October 9, 2006

Charles Harmon Director of University Relations

Journalist and Alumnus Ed Lightsey donates historic news film toVSU during Georgia Archives Week

A dive into a garbage-filled dumpster by a television anchorman some 30 years ago has led to a "treasure trove of film" to the archives of the Odum Library on the campus of Valdosta State University. (That's how Ed Lightsey, senior correspondent for Georgia Trend Magazine wrote the first sentence of this release.)

"It's true," said Valdosta native Lightsey, a television anchorman and reporter at WALB-TV, Albany, from the late 1960's to 1980. Lightsey attended Valdosta State College in the late 1960's.

"The mid 1970's marked the transition from film to tape in local news coverage, and so one day at that time I spotted the film librarian at WALB tossing a decade of film into the dumpster behind the station to make room for new videos," said Lightsey. He added, "I knew there was some historic film in there so I took off my jacket and tie and climbed in chest deep and started going down in there like a pearl diver to retrieve those treasures." Lightsey said he ended up covered in garbage and grease and emitting an almost visible odor but with over a hundred reels of film.
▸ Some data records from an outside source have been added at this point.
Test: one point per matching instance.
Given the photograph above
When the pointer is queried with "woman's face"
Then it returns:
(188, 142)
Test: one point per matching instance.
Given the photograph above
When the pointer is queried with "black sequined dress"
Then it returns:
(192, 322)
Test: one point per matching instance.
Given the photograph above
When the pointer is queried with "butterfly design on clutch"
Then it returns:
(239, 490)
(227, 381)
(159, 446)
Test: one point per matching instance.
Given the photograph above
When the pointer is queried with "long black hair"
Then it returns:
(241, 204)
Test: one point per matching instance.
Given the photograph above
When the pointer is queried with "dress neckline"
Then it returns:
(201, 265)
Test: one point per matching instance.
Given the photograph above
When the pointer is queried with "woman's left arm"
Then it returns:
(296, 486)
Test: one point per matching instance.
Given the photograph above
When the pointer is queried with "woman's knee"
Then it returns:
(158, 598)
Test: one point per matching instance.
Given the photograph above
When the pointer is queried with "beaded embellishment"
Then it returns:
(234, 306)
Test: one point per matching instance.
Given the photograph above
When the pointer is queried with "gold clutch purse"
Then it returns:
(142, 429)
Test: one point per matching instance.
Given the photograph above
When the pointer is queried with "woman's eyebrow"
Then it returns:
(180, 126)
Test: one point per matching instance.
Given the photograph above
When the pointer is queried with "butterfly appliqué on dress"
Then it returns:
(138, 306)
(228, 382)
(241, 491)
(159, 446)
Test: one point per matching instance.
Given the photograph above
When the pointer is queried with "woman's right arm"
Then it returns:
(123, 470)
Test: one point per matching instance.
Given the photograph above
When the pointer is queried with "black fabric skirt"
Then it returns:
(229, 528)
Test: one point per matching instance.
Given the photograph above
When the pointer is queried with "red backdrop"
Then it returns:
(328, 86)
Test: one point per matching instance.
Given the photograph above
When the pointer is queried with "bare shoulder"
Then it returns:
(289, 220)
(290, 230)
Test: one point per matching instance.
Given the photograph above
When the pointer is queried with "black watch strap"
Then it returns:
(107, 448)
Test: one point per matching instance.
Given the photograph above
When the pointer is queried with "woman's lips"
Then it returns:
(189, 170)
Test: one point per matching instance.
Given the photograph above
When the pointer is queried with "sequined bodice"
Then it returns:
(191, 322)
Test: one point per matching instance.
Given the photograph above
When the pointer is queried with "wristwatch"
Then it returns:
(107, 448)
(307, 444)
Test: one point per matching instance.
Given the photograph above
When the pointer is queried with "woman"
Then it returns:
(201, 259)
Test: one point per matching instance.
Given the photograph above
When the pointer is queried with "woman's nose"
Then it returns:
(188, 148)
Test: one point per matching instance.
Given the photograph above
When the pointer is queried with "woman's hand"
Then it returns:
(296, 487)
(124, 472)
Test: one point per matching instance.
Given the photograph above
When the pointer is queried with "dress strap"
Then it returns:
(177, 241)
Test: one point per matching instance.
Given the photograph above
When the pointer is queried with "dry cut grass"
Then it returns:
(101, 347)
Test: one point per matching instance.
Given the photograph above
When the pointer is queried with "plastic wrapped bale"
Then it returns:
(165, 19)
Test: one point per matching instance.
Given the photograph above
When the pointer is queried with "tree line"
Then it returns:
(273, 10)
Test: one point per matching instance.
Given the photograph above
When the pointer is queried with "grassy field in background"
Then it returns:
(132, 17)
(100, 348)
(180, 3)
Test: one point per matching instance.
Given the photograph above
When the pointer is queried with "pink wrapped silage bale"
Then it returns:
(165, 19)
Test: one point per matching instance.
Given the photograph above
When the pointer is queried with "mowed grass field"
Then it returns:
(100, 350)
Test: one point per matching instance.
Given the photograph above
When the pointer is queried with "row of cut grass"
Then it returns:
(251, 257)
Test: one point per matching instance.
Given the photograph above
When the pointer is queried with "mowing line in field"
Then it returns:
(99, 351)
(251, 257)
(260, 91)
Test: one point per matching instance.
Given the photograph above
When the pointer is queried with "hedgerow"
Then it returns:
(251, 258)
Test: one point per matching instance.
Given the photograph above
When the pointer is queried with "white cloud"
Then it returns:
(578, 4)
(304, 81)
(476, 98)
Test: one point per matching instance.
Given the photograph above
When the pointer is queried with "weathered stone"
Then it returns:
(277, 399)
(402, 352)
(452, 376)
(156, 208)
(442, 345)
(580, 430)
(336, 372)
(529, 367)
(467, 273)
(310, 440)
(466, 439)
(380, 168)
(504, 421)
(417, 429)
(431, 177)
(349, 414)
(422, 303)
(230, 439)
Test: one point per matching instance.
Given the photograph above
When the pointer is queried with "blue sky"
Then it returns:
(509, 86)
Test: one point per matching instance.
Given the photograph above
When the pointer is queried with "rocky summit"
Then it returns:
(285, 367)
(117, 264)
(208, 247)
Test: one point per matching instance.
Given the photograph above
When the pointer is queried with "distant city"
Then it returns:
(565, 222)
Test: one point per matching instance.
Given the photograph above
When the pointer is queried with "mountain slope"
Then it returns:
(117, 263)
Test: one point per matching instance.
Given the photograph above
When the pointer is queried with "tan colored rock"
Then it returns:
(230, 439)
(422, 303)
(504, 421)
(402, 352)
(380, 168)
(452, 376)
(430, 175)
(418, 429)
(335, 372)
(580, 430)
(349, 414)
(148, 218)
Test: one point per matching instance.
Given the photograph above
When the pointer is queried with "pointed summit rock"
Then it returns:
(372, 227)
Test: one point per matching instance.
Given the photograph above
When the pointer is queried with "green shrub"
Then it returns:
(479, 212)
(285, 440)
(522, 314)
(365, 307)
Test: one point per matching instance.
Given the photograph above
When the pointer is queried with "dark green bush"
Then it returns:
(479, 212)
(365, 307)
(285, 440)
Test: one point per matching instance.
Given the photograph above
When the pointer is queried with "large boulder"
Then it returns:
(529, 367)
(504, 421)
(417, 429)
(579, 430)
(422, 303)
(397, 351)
The film, Lightsey said, contains a pictorial history of South Georgia during the 1960's and 1970's.

"It is as mundane as a county commissioner explaining a tax increase and as fascinating as the black and white film from the 60's depicting a young Sumter County school board member named Jimmy Carter square-dancing with his wife."

VSU Archivist Deborah Davis says a total of 122 reels of film are included in the Lightsey Collection.

"This is an important collection for its documentation of Georgia, and specifically South Georgia political and media history. We are very proud of this important acquisition," said Davis, adding that the donation will come during Georgia Archives Week. She said the collection includes early footage of Jimmy Carter, Governor Carl Sanders, and even coverage of the Alday tragedy.

"We will have an official signing to take possession of this collection on Tuesday, October 10 on the fourth floor of the Odum Library at 10 a.m. and the public is invited to attend," said Davis. She added that Ed Lightsey will be present to speak on the history of WALB and television in South Georgia, and sign copies of his book Flashback: The First 50 Years of WALB-TV. Lightsey has continued to cover Georgia through his role as Senior Correspondent for Georgia Trend.